Boy A lives in Moseley — one of the catchment wards — so once he reaches the priority score he is ranked ahead of out-of-catchment boys (criterion 4), or in the Pupil Premium band if eligible. Boy B lives in Edgbaston, a Birmingham ward that is not on the list, so he is only considered under the final all-by-score criterion (5), after in-catchment boys. Both must reach the qualifying score; the catchment ward decides priority.

05 · If your son doesn't get a place

You have two routes, and you can use both.

Ranked, not first-come

Waiting list

If your son isn't offered a place, he goes onto a ranked waiting list of boys who reached the qualifying score but didn't receive an offer from Camp Hill or a more-preferred school. When a place comes free in the first term of Year 7 it goes to the next boy under the same oversubscription criteria — not first-come-first-served, and with no need to re-sit the test. From January of Year 7 onwards, places are filled by in-year application and a separate test. The school does not admit into Years 10 or 11.

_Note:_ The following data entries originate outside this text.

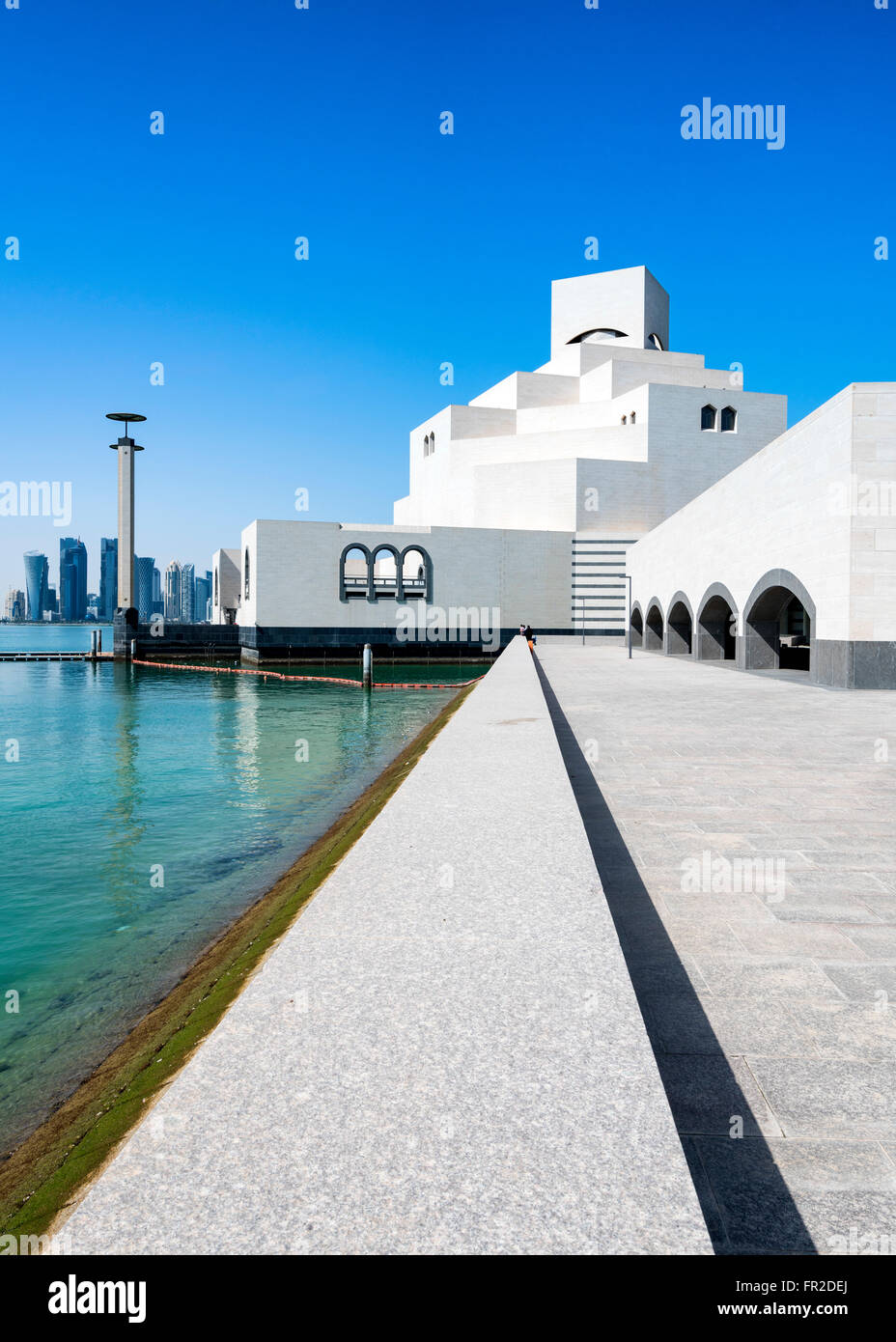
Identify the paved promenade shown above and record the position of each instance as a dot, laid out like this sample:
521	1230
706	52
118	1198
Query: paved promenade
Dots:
444	1055
744	829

Priority on the waiting list is not based on the date you applied or asked to join.

Independent panel

Appeal

You have a statutory right of appeal against the Governing Body's decision not to offer a place. Send written grounds of appeal to the Clerk to the Governors; an appeal is arranged within 30 school days of the request and heard by an independent panel. A repeat appeal in the same year, for the same school, is only heard if your circumstances have materially changed. Appealing does not affect your son's waiting-list position.

06 · Sixth form entry

Joining Year 12 at Camp Hill Boys.

The sixth form admits internal Year 11 students who meet the academic requirements, plus up to 40 external places for students from other schools, who apply directly to the school.

Entry requirements at GCSE

The grade floor.

Entry is scored on a 'Best 8' — your best six GCSEs plus GCSE English Language and Mathematics, each grade worth its number in points. You need at least 54 points to study three A-levels (64 for four or more), which must include at least a grade 6 in English Language or Literature and a grade 6 in Mathematics. To take a subject at A-level you also need at least a grade 7 in that subject at GCSE (Further Maths needs grade 9 in GCSE Maths; two grade 8s in Double Science to take a science). Full subject-specific grades are on the school website.

54
Best 8 points (3 A-levels)
6+
English & Maths
7
to take a subject at A-level
Applying for Year 12

Apply direct to the school.

External applications go directly to Camp Hill Boys — not through the CAF. Offers are conditional on achieving the required GCSE results in the subjects applied for, and on course capacity. If the 40 external places are oversubscribed, applicants are ranked first by looked-after status, then by Pupil Premium eligibility (up to 25% of external places, by predicted Best 8 score), then by highest predicted Best 8 GCSE score — ties settled by the average of the three A-level subjects, then by proximity to the school.

07 · Common questions

The things parents always ask.

It can be — but only if your son scores very highly. Out-of-catchment boys are placed in the final criterion (5), after in-catchment boys, and are ranked purely by test score. A Pupil Premium boy from outside the catchment can also be considered under criterion 3, to top up the 25% Pupil Premium share. Otherwise, a strong out-of-catchment score is your only realistic route.